In [ ]:
from __future__ import print_function, division, absolute_import
In [ ]:
import numpy as np
import pandas as pd
import matplotlib.pyplot as plt
from scipy.spatial import Delaunay
# from matplotlib.collections import LineCollection
import os
import copy
%matplotlib inline
In this problem, will to query SkyServer spatially (based on RA and Dec). You may enter the queries into http://skyserver.sdss.org/dr13/en/tools/search/sql.aspx or use astroquery (demonstrated in the database re-introduction yesterday). We are interested in the approximate timing of the queries. Don't take query times too seriouslys since there are many factors in reponse time with a public database with many users.
We're interested in getting all the photometry for objects within 1 arcminute of (18.27, 0.94). SkyServer has angular distance functions, for example:
dbo.fDistanceArcMinEq(ra1, dec1, ra2, dec2)
One might naively filter on all sources for which the distance from the source to (18.27, 0.94) is < 1:
-- BAD! Don't actually do this in real life! --
SELECT COUNT(objid)
FROM PhotoObjAll p
WHERE dbo.fDistanceArcMinEq(18.27, 0.94, p.ra, p.dec) < 1;
Feel free to try out this query (you can cancel when you get tired of waiting.) It will compute the distance of each row in PhotoObjAll (N=1231051050 ) to the search coordinate. What are some ways to utilize the indices to cut down on the query time?
Hint: You can assume that the table has indices on ra, dec, and htmID.
Problem 1a
One way to improve query time is to pre-filter the data on an indexed column. Fill in an additional WHERE clause to filter the data on RA before computing the distance. How long does this take?
SELECT COUNT(objid)
FROM PhotoObjAll p
WHERE -- COMPLETE THIS LINE
AND dbo.fDistanceArcMinEq(18.27, 0.94, p.ra, p.dec) < 1
Problem 1b
This probably improved runtime dramatically. But the database still had to compute the distance to a large number of rows. Write a query to find out how times it computed the distance in your query in problem 1a. Would be the effect prefiltering clause based on both ra and decl?
Problem 1c
We can do better by using the HTMID. SkyServer defines Table Valued Functions for spatial queries, fGetNearbyObjEq and fGetObjFromRectEq.
These functions return a list of the ObjId
within the search area you defined. Like the demo it is behind the scenes it is joining on HTMID ranges and performing the join on the PhotoObjAll table.
Inspect the results of:
Select * FROM fGetNearbyObjEq(18.27, 0.94, 1)

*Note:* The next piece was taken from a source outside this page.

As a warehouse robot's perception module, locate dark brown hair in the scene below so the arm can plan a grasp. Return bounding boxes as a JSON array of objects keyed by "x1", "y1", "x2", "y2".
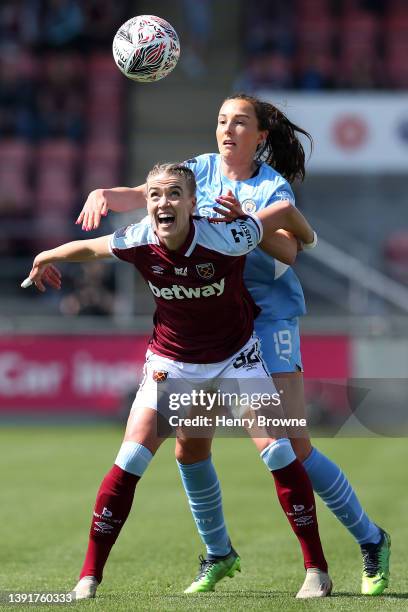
[
  {"x1": 226, "y1": 93, "x2": 313, "y2": 183},
  {"x1": 146, "y1": 164, "x2": 197, "y2": 195}
]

Complete this query to get the photometry from PhotoObjAll utilizing fGetNearbyObjEq(18.27, 0.94, 1)
:
SELECT p.objid,
p.run, p.rerun, p.camcol, p.field, p.obj,
p.type, p.ra, p.dec, p.u, p.g, p.r, p.i, p.z,
p.Err_u, p.Err_g, p.Err_r, p.Err_i, p.Err_z
FROM PhotoObjAll p
INNER JOIN fGetNearbyObjEq(18.27, 0.94, 1) n
ON -- COMPLETE
Problem 1d - revisiting the challenge problem from yesterday
The challenge problem yesterday relied on the table ROSAT
which is the result of a spatial cross match between PhotoPrimary
and the positions of ROSAT sources. Perform your own spatial cross match between the RA/DEC in the ROSAT table and the PhotoPrimary view.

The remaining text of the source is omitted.